In the primate retina, blue-OFF cells are less numerous than blue-ON cells but no psychophysical equivalent of this asymmetry has been found so far. The hypothesis put forward in the present study is that the ON–OFF asymmetry should manifest itself in the size and effectiveness of spatial summation of S-cone signals of opposite polarity. To test this hypothesis upon selective stimulation of the S-cones in man, a 3 cd/m 2 blue light was superimposed on a 300 cd/m 2 yellow background and the test stimulus consisted in a luminance increment or decrement of the blue light from its steady level over a circular area of variable size.
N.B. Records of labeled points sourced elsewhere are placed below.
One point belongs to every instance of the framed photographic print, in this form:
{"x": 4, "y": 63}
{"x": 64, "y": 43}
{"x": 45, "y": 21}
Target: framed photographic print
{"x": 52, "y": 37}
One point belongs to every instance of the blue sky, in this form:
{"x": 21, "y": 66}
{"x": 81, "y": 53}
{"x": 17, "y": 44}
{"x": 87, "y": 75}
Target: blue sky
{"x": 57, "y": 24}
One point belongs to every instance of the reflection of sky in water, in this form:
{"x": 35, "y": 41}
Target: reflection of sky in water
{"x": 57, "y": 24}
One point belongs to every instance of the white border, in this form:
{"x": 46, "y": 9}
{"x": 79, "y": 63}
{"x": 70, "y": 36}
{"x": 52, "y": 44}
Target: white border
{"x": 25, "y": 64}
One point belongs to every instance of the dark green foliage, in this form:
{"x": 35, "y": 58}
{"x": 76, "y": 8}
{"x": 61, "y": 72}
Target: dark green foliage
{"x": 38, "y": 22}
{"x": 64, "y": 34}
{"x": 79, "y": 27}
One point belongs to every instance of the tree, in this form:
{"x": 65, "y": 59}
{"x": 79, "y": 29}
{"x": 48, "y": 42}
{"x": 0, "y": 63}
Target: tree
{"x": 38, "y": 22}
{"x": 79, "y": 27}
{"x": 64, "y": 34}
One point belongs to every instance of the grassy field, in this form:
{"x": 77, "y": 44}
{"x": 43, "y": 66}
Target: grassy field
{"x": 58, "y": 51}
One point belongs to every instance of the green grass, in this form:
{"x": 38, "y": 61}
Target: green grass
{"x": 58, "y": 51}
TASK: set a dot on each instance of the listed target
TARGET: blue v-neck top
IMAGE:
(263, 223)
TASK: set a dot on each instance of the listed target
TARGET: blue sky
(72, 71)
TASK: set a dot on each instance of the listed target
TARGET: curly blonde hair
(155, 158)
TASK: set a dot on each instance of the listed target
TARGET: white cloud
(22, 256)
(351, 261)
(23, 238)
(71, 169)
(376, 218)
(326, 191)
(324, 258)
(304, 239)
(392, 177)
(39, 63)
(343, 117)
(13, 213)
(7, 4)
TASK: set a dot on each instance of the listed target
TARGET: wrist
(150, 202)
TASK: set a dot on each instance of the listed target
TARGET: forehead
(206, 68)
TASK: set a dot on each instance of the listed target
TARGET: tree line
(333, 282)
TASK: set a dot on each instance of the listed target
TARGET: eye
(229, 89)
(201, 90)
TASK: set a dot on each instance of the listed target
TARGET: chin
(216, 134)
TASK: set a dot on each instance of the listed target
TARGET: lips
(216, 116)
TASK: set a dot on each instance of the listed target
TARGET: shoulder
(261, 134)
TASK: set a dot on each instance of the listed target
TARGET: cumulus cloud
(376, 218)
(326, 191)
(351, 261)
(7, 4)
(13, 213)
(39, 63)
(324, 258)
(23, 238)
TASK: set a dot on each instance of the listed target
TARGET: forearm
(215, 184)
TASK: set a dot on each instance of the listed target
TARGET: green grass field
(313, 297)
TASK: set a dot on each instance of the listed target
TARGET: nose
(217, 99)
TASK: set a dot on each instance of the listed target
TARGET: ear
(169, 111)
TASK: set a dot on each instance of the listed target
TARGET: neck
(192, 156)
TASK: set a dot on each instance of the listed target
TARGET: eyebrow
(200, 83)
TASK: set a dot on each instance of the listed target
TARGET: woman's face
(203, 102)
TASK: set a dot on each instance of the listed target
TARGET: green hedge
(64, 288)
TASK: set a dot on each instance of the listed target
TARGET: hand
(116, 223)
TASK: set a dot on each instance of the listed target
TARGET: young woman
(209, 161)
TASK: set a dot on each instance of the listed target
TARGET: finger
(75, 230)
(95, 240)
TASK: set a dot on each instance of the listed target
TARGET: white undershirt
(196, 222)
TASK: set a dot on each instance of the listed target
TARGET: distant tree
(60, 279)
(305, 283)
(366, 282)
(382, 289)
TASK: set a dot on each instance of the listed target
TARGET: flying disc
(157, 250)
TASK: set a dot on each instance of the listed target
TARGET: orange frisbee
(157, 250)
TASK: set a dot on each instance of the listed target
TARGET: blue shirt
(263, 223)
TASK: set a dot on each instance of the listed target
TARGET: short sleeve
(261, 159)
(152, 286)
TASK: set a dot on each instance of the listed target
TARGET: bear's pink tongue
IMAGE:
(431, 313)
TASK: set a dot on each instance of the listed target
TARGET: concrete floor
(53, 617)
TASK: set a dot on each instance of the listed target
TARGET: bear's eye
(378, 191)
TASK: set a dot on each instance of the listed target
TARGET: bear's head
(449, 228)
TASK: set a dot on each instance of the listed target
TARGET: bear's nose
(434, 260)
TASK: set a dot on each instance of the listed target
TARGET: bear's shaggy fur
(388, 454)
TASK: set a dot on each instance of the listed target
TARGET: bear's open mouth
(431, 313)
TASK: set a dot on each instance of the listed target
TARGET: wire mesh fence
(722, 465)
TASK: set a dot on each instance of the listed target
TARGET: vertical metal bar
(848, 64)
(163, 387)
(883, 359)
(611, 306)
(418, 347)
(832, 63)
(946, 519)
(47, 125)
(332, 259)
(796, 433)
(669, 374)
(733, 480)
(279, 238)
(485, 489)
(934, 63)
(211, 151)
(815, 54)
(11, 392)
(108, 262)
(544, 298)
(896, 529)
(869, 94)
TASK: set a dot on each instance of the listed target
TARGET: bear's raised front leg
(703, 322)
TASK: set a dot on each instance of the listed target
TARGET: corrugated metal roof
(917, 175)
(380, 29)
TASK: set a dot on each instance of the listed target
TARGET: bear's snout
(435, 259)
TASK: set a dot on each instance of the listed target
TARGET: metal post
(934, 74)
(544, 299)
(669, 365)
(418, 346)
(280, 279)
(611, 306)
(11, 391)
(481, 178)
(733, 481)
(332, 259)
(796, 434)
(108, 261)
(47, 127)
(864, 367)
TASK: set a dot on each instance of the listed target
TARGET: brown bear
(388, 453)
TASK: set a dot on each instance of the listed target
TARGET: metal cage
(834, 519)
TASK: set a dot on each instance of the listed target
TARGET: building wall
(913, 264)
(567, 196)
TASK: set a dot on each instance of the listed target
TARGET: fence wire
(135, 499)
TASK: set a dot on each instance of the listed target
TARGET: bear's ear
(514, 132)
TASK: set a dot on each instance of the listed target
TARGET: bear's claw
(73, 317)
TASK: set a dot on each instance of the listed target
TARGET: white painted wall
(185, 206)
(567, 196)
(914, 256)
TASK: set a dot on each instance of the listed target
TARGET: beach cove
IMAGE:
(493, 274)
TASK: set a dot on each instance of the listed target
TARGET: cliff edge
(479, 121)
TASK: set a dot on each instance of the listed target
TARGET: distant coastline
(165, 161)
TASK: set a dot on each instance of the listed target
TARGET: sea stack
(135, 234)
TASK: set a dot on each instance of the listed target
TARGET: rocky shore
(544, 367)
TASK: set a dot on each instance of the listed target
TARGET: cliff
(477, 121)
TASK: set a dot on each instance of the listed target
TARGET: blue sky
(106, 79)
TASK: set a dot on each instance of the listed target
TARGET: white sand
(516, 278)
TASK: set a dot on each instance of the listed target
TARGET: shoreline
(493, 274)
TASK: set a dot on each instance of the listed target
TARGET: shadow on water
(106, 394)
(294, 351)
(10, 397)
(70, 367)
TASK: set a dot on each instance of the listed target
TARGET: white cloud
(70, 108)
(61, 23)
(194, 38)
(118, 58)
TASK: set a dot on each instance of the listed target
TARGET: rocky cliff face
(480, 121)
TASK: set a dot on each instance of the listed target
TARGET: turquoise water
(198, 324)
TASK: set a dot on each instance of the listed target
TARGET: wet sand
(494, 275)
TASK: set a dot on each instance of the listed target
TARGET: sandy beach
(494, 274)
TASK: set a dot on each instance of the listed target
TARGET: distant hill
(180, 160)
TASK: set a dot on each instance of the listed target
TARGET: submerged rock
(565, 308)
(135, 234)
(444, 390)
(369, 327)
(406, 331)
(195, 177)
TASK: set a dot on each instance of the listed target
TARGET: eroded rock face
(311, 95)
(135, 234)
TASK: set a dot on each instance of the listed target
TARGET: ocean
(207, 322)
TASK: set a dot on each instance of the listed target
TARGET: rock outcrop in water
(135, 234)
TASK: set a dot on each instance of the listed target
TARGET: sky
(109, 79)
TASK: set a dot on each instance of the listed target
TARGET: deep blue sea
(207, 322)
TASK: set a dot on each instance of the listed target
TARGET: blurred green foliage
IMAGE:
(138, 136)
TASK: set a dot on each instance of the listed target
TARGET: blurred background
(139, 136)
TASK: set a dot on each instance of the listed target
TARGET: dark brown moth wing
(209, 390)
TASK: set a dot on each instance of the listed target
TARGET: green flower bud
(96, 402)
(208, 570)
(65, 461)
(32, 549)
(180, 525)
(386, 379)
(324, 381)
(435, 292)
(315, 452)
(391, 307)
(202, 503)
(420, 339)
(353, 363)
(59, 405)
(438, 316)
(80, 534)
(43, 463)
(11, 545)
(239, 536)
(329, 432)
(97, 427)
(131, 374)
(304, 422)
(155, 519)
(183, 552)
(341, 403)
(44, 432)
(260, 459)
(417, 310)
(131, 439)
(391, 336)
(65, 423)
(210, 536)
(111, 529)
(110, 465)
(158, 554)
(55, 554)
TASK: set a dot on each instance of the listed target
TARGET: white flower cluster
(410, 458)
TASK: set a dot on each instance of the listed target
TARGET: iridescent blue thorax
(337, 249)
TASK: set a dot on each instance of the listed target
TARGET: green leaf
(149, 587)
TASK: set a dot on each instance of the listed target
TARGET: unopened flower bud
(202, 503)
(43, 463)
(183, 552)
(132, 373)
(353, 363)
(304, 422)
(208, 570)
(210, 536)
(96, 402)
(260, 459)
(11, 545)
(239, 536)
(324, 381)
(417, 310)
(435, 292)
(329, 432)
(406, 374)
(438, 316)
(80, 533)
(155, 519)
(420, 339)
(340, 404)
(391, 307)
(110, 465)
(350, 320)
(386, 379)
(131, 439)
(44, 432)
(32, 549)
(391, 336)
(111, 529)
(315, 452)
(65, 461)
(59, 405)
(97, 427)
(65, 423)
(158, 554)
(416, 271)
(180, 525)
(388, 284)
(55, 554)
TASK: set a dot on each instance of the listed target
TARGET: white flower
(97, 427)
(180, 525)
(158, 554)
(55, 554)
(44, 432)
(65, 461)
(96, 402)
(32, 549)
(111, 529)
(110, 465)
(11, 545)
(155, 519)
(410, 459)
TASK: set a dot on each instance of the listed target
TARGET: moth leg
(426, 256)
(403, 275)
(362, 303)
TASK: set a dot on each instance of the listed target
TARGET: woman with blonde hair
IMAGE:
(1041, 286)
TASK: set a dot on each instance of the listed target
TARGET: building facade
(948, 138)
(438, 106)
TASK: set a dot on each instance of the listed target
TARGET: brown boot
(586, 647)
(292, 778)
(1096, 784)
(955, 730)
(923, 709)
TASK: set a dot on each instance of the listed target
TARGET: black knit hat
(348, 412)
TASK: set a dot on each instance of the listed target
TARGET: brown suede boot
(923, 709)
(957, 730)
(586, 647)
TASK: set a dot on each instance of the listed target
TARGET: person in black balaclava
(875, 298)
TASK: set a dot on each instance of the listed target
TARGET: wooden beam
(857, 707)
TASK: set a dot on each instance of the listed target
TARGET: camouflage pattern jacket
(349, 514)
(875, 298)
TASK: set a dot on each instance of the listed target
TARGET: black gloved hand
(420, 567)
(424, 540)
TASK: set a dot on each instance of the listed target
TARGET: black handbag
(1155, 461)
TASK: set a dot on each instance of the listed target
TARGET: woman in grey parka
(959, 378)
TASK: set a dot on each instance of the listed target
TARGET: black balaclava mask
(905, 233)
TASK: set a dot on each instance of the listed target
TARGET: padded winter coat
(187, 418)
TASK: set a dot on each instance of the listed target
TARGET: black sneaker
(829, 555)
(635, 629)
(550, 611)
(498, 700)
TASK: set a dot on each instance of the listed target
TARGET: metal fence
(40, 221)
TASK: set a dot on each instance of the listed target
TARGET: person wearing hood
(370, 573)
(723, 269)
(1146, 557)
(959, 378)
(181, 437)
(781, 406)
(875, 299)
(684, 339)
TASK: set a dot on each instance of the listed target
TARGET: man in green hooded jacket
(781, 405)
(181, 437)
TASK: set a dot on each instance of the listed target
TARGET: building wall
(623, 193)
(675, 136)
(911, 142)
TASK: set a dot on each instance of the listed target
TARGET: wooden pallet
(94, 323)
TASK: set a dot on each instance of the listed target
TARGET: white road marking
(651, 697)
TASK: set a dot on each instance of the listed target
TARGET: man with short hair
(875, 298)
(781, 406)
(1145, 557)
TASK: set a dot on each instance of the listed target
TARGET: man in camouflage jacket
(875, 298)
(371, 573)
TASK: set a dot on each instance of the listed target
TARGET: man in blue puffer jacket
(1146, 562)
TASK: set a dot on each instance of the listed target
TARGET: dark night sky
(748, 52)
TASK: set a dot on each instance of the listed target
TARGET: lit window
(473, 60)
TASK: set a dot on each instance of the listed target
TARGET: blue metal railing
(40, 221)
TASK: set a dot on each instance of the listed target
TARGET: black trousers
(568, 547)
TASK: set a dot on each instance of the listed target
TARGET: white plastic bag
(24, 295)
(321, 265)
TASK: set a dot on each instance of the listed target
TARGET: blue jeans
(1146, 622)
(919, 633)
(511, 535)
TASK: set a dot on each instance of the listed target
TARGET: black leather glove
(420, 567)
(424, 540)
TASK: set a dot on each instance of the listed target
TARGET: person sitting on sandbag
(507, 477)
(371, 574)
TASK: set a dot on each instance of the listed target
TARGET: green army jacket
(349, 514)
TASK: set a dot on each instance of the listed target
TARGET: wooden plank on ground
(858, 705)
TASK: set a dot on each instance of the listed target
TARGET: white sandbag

The test stimuli were presented at 12.5° retinal eccentricity. Within the test-stimulus spectral band, sensitivity was that of Stiles’ π 1 mechanism. Increasing stimulus area reduced more the decrement threshold than the increment threshold, and Ricco’s area was larger for luminance decrements (0.8–2°) than for increments (0.6–0.9°). Experiments with red-on-red stimuli confirmed that the large summation area and stimulus-polarity-dependent spatial summation are specific for the isolated S-cone signals. The sign-dependency of spatial summation is probably a psychophysical correlate of the asymmetry of the ON- and OFF- visual pathways receiving S-cone input.